More money or a new model of care is not always the solution to everything.
Over the past 20 years community nursing has been through a huge amount of change. But as our historic PCTs potentially move into PCNs, there is a sense of having been here before with primary and community care being brought together.
Will the new model really drive improvements for patients that will allow our nurses and doctors to do what they trained to do, deliver care?
From a quality perspective we should expect the outcomes to improve, especially with the additional funding being levelled at the problem but as any healthcare finance professional will ask you, can I count it? Now that’s not a cold cynical question to a subject as emotive as healthcare, it insists that we’re getting the right results.
Sure, we’ll have more time to care, an essential part of the patient experience, and we won’t levy further pressure on nurses and doctors and, should we ask any patient what their experience was that day, we can record their response. But where is the quality measure for those we couldn’t see as the time was not spent in direct clinical care? The previous Lord Carter review of community and mental health services identified that only 1/3 of clinical time was patient facing, and from my experience that hasn’t changed much in 25 years.

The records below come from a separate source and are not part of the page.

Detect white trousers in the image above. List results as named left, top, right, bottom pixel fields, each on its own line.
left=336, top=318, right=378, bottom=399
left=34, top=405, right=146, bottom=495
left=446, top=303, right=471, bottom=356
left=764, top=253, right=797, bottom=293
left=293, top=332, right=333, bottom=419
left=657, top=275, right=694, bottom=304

Should you ask any community nurse what they’d like it to be, and I have asked many, the answer will almost always be somewhat north of that.

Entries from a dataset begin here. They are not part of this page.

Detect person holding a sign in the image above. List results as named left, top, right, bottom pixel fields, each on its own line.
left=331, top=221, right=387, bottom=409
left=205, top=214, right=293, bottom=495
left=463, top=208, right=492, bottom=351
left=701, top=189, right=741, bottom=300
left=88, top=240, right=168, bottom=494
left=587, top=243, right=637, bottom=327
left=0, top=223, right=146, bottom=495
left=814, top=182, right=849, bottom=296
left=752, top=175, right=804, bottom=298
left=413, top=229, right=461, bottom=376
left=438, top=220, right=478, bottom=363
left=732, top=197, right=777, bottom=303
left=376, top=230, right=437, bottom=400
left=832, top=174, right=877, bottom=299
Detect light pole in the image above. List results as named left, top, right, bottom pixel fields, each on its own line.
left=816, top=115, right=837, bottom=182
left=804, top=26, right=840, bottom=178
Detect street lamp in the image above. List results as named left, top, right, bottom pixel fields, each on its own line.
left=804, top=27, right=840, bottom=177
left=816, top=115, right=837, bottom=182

The sweet balance of efficiency and quality comes from those outcomes, measured. So, if we put more money into the system, should we expect the outcomes to improve? I’ll risk a contentious answer here. No, we shouldn’t. Not unless we’re funding innovative technologies that help deliver care more efficiently. Not unless we’re also setting an expectation of a ‘fair day’s work’ and managing it to ensure that we’re delivering the best possible outcomes we can, from the resources that we value.
But if we’re suggesting that more money in resource would automatically deliver better outcomes, we’re kidding ourselves on.
Unless we agree a baseline that considers the local challenges, that being an agreed expectation of activity volumes, we’ll be throwing problems at the money, as well as money at the problem. For when the additional funding stops, we’ll be back to wondering how we survive without it.
We have to be absolutely clear on what the problems are, quantify them, and be sure that before we make any proposed changes to models of care or release more funding, we are satisfied with what we’re currently paying for.